According to Medicine Net, vestibular refers to "a structure that is a vestibule (entrance), such as the vestibule of the ear" as well as "the body's system for maintaining equilibrium." At the most basic level, vestibular hypofunction refers to a condition in which a person experiences disorientation or dizziness due to issues in the ear.
Spatial disorientation is a common symptom of vestibular hypofunction and will likely become worse with movement of the head. A sufferer may have difficulty with balance, trouble moving and walking in the dark, and a sense that they are "jiggling" when they walk. Driving on an uneven road or performing other tasks that create "high-frequency oscillations" can be difficult. Individuals with vestibular hypofunction may have trouble seeing at times, experience vertigo and have trouble maintaining an appropriate posture.
Unilateral and Bilateral
Unilateral vestibular hypofunction refers to a problem with the vestibular nuclei in one ear only. As the firing patterns fluctuate for the neurons in that ear, the brain interprets the firing as a head rotation, thus causing balance issues and instability. Bilateral hypofunction affects both ears and may cause more significant symptoms, such as vertigo. Some people begin by having bilateral hypofunction while others develop bilateral issues from unilateral problems.
According to the Journal of American Physical Therapy Associates, unilateral vestibular hypofunction often is caused by "vestibular neuronitis, which is commonly caused by the herpes simplex virus." Other causes include Meniere disease, "vestibular schwannoma on the eighth cranial nerve," and brain injury.
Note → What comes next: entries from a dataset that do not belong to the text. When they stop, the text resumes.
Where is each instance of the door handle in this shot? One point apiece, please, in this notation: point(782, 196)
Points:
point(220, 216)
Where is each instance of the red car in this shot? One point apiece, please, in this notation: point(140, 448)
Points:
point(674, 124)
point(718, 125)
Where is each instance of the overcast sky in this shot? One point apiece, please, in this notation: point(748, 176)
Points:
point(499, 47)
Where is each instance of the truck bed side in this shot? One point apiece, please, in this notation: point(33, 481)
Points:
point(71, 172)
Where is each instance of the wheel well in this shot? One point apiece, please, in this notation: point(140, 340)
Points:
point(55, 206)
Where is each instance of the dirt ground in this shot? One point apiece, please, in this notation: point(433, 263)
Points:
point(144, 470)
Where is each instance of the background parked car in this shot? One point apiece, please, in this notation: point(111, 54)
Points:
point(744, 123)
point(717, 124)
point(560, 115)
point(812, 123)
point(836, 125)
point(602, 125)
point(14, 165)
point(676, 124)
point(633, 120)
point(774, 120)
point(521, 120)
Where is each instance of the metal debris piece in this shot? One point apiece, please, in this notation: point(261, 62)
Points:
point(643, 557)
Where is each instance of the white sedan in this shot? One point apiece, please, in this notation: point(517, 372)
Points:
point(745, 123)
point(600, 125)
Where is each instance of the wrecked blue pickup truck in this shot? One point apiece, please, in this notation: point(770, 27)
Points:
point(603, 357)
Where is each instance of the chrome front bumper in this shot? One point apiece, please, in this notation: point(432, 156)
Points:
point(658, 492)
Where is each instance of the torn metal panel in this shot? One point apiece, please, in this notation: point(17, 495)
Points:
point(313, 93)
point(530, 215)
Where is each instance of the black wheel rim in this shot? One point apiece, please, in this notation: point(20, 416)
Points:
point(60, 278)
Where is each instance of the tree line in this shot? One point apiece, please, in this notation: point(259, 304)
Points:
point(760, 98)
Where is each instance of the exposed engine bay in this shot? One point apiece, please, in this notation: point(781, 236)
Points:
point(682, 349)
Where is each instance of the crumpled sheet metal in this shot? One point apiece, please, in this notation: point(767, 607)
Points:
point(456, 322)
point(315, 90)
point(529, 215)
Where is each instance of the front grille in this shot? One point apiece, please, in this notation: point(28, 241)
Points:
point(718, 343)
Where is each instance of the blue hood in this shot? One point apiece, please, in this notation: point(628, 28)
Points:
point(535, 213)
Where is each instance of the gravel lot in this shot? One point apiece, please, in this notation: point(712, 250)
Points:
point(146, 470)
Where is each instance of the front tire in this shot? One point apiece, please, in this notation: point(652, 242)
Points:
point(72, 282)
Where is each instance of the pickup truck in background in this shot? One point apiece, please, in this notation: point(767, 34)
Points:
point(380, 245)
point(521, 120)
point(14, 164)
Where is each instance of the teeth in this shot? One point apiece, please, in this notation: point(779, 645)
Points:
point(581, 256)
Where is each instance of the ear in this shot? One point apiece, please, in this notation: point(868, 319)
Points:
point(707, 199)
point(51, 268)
Bilateral vestibular hypofunction is most commonly caused by aminoglycoside antibiotics, which can damage vestibular hair cells. Other causes include BVH meningitis, head trauma, tumours and repeated problems with unilateral vestibular hypofunction. Per Sight Street, bilateral hypofunction can also be caused by "otosclerosis, radiation treatment and idiopathic degeneration."
Numerous options exist for diagnosing vestibular hypofunction. A doctor may examine a patient's eyes by asking him to perform a sight test while moving. A doctor may also ask a patient to "thrust" his head repeatedly, turn his head quickly to the side, or move his head at specific angles and then quickly lay down. A warm or cold substance (such as water) may be introduced into the ear canal to see what impact the change in temperature has on the condition. A patient suspected of having bilateral hypofunction may be put in a rotating chair and monitored as he turns to determine what signals his body sends relative to the norm for such an activity.
If the condition is caused by an underlying issue, such as a tumour, the first step is to appropriately treat the base condition. When the condition is not connected to such a cause, rehabilitation is possible using some basic therapies. These may include adaptation exercises, ways of repositioning the body and exercises designed to improve balance, movement and muscle strength.